Across the United States, some 30 state or local funds provide investment capital to low-income housing developments. The National Association of State and Local Equity Funds ( NASLEF ), a professional nonprofit group formed in 1994 to promote greater understanding of affordable housing tax credits, has 22 members that have raised $4.2 billion in equity capital and created or rehabilitated more than 73,000 affordable housing units.

Great Lakes Capital Fund (Great Lakes) is one such NASLEF member. Since the fund's founding in 1993, Great Lakes has raised more than $850 million in investment capital and used this capital to create 12,000 affordable units in Michigan and Indiana. Building on its initial support from the Enterprise Foundation and the Enterprise Social Investment Corporation, the fund has developed a wide array of technical and financial services, including community and project planning, predevelopment financing, construction and permanent loans, and equity investments.

State and local equity funds, like Great Lakes, can play an important role in a bank's CRA compliance strategy. LIHTCs, as a component in a bank's compliance effort, enable the financial institution to spread its CRA investments efficiently across a large part of its service area. Investing in affordable housing through a fund also provides less experienced institutions with an important window into the real estate development process should they decide to make investments directly into tax credit projects. By their very nature, funds allow for financial institutions to funnel their investment dollars into the communities they serve.

A bank might also invest in LIHTCs through a fund with a "side-by-side" investment. If the bank is already an investor in a fund, this side-by-side would come in the form of an additional equity investment directly into a project, parallel to its investment through the fund. A bank could increase its investment in a specific project located in its assessment area in which it has a particular interest by providing a side-by-side investment of up to 49 percent with an equity fund (see the sidebar on Typical Side-by-Side Investment). As a current participant in a fund, this may allow a bank to achieve increased visibility and even greater CRA credit, while still relying upon the equity fund for underwriting and closing the investment and performing the long-term asset management function, including monitoring the project for compliance. Alternatively, a bank that has never participated in a fund may want to be a side-by-side investor in a local project included in a fund as a means to see how the fund is managed and to obtain CRA credit.

In one typical example of a side-by-side transaction, Great Lakes recently committed an equity investment of almost $3.29 million to a 45-unit senior apartment complex in Grand Rapids, Michigan. Forty percent of that equity came from the community development corporation of a large commercial bank - which also provided a $1.08 million first mortgage on the project. The side-by-side structure has worked well for Great Lakes' investors. To date eight banks have participated in 32 such transactions, representing nearly 15 percent of all the fund's transactions.

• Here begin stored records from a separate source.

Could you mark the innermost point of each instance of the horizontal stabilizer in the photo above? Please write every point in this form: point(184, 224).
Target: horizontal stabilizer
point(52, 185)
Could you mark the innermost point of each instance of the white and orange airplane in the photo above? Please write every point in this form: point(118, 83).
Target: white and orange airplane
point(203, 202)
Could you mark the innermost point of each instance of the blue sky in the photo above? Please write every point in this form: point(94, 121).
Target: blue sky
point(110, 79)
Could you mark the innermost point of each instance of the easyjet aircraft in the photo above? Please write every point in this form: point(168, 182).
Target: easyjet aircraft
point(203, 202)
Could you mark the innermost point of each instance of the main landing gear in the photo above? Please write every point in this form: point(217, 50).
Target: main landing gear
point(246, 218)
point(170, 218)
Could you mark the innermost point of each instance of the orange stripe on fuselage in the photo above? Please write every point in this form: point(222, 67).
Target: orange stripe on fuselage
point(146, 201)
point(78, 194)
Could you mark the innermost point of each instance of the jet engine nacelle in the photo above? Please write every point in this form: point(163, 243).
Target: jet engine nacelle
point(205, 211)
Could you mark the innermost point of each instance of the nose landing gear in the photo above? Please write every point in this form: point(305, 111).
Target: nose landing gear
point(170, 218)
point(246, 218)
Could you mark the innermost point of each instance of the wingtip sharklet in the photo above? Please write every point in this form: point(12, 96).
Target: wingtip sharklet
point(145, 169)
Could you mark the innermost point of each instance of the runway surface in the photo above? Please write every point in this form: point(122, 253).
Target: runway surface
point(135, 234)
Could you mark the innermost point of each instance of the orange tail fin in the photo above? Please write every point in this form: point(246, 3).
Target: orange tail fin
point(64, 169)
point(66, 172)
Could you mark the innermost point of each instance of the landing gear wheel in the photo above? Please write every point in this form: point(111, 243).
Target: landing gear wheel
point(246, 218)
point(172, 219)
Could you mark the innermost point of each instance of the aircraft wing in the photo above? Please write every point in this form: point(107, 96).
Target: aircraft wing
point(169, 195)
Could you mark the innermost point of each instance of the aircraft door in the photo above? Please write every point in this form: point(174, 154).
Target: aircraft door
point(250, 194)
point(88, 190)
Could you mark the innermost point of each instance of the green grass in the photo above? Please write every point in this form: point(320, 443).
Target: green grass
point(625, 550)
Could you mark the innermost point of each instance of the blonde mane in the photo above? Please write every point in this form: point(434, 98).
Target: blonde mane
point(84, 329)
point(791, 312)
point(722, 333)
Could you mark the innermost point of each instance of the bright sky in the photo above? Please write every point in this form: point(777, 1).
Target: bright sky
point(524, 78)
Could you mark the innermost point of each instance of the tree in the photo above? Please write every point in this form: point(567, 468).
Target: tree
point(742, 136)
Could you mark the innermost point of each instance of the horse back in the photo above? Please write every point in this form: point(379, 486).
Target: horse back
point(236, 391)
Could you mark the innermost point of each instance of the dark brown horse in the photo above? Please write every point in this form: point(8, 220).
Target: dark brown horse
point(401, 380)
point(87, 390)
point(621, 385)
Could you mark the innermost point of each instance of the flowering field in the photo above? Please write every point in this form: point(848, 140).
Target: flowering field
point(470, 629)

Side-by-side investments such as these provide a bank with additional flexibility in the distribution of its investments. For example, a bank might identify a need for a higher level of investment in a given CRA assessment area than could be realized with the financial institutions' pro-rata share of the fund investment. It can make an additional side-by-side investment in a specific project in that CRA assessment area to meet its need, while still having the underwriting and asset management resources of the fund behind the project. By working with a fund, banks can proactively seek out investment opportunities with the support of the fund's network of developers.

A bank can go one step further and participate in the project by providing either construction and/or permanent financing. Regardless of how banks structure their LIHTC investments, these credits benefit the banks and the communities they serve.